The Hartley Gymnasium under construction in 1961. This was named in honour of the Board of Governors Chairman, Mrs Lilliam Hartley, one of the School’s great benefactors.

From the School Archives

Shirley's first Gymnasium and Cadet Battalion

Shirley’s first Gymnasium

When Shirley BHS was opened in 1957 there was no gymnasium and the School Assembly Hall was used for Physical Education. Unfortunately the beautiful mahogany and oak parquet floor suffered, despite teachers’ vigilance during wet weather PE sessions. Following the building of the swimming pool, the next major task for the PTA was to provide a well-equipped gym which would also benefit the Shirley community. The target was 8000 pounds, to be assisted by a government subsidy, and in November 1958 a school fair initiated serious fund-raising.

Built in two stages, the 1200 square-foot gymnasium rose to twenty feet at the centre pitch of the roof, enabling badminton and indoor basketball to be launched as indoor sports.

Stage Two saw changing rooms, showers, a kitchen instructor’s office and storeroom, bringing the total cost to 14,000 pounds. This had been a huge community effort and involved hundreds of hours of voluntary labour.

Officially opened in Term 3, 1961, by Mrs Cole, wife of the Works Committee chairman, with speeches by Board of Governors chairman, Mrs Lillian Hartley, and PTA President D.L.Drummond, the ‘Hartley Gym’ went into immediate use.

It soon came under considerable pressure, being booked from early morning to late evening. Two boys’ classes often used it simultaneously and, by 1964 with a school roll of over 750, a second gymnasium was an urgent requirement. Unfortunately the government was unwilling to offer a subsidy when it had to equip other schools with their first gymnasia and it would be a further two decades before the ‘Sports Hall’ could become a reality.

Cadet Battalion

Shirley BHS had its own cadet battalion in the late 1950s and early 1960s. The New Zealand Army supported the School Cadet Scheme with uniforms, weapons and professional training from Regular Force or Territorial Force personnel.

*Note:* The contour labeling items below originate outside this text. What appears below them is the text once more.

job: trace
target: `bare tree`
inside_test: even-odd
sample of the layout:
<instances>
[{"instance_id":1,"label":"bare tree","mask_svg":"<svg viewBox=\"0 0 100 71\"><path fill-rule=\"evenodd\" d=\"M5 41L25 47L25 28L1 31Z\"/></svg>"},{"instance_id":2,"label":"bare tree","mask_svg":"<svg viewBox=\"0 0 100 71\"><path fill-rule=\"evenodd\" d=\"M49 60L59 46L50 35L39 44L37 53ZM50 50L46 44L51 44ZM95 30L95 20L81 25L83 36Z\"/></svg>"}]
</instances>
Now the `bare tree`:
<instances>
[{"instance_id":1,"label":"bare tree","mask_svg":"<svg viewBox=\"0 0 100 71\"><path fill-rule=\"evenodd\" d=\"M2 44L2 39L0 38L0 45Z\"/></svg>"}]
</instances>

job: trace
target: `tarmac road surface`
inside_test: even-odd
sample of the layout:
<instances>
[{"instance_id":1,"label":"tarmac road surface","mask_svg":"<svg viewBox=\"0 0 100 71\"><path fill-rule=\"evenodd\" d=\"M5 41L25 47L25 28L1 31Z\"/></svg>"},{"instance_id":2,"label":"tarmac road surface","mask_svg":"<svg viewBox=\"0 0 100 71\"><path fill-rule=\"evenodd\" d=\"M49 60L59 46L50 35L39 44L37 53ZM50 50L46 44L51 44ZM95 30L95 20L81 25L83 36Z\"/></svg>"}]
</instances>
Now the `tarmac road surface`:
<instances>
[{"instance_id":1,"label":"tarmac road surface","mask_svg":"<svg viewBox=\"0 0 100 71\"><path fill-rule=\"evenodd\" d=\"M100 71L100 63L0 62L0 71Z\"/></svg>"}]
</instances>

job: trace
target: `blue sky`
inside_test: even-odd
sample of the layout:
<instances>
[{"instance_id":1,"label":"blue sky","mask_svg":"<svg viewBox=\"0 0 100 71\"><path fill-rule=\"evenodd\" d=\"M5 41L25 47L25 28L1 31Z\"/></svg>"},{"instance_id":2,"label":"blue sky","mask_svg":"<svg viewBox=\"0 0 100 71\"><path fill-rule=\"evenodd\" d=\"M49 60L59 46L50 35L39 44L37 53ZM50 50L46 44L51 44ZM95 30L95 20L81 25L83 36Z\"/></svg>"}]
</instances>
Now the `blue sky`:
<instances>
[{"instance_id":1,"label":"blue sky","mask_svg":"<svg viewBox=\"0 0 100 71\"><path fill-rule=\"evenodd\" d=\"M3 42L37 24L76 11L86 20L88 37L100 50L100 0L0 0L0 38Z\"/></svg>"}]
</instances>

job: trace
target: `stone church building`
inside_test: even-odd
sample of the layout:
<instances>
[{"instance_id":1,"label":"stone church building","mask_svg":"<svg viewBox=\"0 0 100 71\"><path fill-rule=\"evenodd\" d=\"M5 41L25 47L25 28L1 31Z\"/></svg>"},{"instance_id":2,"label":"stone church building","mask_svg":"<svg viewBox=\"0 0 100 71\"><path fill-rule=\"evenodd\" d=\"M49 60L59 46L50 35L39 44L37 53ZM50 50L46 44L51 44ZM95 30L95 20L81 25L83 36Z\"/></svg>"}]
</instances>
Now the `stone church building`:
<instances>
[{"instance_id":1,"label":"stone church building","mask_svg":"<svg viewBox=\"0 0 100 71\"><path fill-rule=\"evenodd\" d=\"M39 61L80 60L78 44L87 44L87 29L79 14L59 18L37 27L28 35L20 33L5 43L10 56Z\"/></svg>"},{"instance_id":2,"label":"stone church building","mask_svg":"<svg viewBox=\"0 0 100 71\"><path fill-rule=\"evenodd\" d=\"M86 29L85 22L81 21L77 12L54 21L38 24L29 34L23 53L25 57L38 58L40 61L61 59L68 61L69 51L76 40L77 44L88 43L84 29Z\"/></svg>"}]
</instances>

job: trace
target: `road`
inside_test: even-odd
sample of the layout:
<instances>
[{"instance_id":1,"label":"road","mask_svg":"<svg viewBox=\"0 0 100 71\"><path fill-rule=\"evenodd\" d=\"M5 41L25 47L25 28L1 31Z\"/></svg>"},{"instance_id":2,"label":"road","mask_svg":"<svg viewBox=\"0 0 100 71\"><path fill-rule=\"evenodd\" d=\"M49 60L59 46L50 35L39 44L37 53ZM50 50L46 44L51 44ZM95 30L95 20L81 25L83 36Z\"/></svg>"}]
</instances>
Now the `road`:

Teachers and selected school students were encouraged to join NCO and Officer training courses at Burnham Camp in the school holidays.

Led by History teacher and Commanding Officer Major Norman Morris, the Cadet Unit was fully established on 17 February 1957 when 154 boys received their ‘sandpaper suits’. These were battledress blouses [jackets] with the distinctive blue and gold Shirley BHS shoulder flash.

There were generally two sizes of uniform – too large or two small. Old Boys recall that by wearing PE shorts under the heavy serge, near knee-length trousers, they could avoid painful chafing on the inner thighs. Drilling under a hot sun with the top button of the jacket done up, and the forage cap placed at the correct angle on the head, could be irksome and yet some boys found the military life enjoyable. One highlight for the small Air Training Corps squad was a visit to the radar and radio sections at RNZAF Wigram.

‘Square-bashing’ drills and parades, plus weapons training with old SMLE .303 rifles for an hour on Tuesday afternoons produced some 38 boys who were to become the Guard of Honour at the School’s Official Opening Ceremony in November 1957.

Although Shirley had no direct connection with Gallipoli in 1915, several staff members had been in the Armed Services in World War II, including gunner Charles Gallagher, the School’s first Headmaster. Shirley’s first Anzac Day service was held on 24 April 1957 when Duncan Rogers played the ‘Last Post and Reveille’.